Até o aumento nacional dos combustíveis o Bolsonarismo quer por na conta dos outros

A lógica que foi explicitada na resolução da vacinação via doses da coronavac, em que o presidente Jair Bolsonaro se apropria de um trabalho que não foi de sua iniciativa, é a mesma para o caso da elevação dos combustíveis (veja a postagem anterior: “se apropriando do trabalho alheio”).

No caso dos combustíveis, como o aumento é ruim, a culpa não é da Petrobrás comandada pelo governo federal. O sentido narrativo é inverso. A culpa é dos governadores que cobram alíquotas semelhantes. Mas se as alíquotas são as mesmas e o valor aumentou em todo o Brasil na bomba em decorrência da elevação do preço do insumo na distribuição, como os governadores são culpados? A lógica não é o forte da narrativa bolsonarista.

É o jeito novo de tocar a presidência. Ao menos no âmbito das versões. Bolsonaro não é responsável por nada do que acontece, nem muito sobre qualquer coisa a ser resolvida: pandemia? Governadores que se virem pra planejar. Vacinação? O presidente se encarrega de espalhar notícias falsas, enquanto que João Doria briga por vacinas. Ou o plano deve ser também tocado por empresas privadas, quando nenhum país do mundo está adotando tal perspectiva.

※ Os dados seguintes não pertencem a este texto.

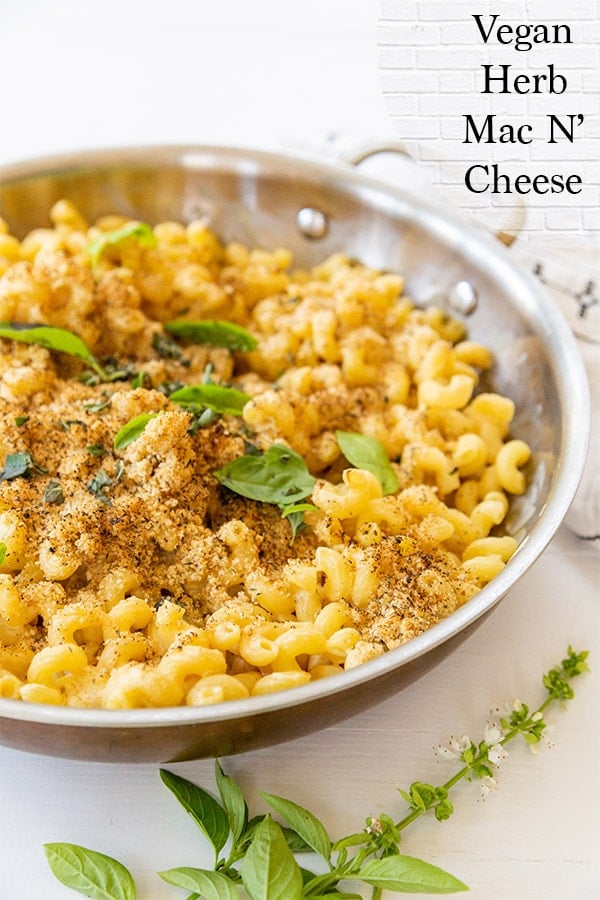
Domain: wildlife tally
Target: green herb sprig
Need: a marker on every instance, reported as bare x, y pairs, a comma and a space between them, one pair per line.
131, 431
258, 855
213, 333
20, 465
280, 476
52, 338
222, 400
137, 231
365, 452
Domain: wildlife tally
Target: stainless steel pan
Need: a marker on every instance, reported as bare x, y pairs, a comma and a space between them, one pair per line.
317, 209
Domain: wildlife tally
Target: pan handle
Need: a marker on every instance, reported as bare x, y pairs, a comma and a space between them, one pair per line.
364, 151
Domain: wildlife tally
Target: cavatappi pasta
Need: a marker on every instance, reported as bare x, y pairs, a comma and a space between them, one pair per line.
132, 577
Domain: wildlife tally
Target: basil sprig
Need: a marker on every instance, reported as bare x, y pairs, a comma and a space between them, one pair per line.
365, 452
90, 873
20, 465
131, 431
141, 232
222, 400
214, 333
52, 339
258, 853
279, 476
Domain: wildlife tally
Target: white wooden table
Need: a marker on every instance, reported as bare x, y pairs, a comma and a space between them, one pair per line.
538, 837
238, 72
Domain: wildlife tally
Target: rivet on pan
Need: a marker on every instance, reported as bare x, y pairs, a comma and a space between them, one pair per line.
463, 298
312, 223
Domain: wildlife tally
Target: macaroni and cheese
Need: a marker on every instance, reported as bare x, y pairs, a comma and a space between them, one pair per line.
131, 575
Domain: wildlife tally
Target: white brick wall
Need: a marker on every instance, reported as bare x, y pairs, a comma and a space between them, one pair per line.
430, 58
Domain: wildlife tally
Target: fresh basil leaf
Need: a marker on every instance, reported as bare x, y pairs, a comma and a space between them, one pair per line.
97, 484
365, 452
20, 465
209, 884
408, 875
336, 895
141, 232
132, 430
96, 450
295, 516
222, 400
52, 339
269, 869
90, 873
303, 822
202, 807
233, 802
53, 492
215, 333
278, 476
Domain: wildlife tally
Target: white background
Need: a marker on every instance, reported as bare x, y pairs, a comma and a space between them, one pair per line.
274, 74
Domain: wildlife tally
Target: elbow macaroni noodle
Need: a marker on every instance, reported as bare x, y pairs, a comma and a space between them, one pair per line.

Ocorre que o problema, uma vez solucionado por terceiros, aí o contexto muda. Todas as glórias devem ser do presidente.

De fora, nem parece que o governo federal comanda cerca de 70% do orçamento nacional e tem incumbência direta nas mais variadas áreas da administração dos temas públicos. Um desavisado pode até pensar que o presidente do Brasil manda menos do que organizador de pelada de fim de semana.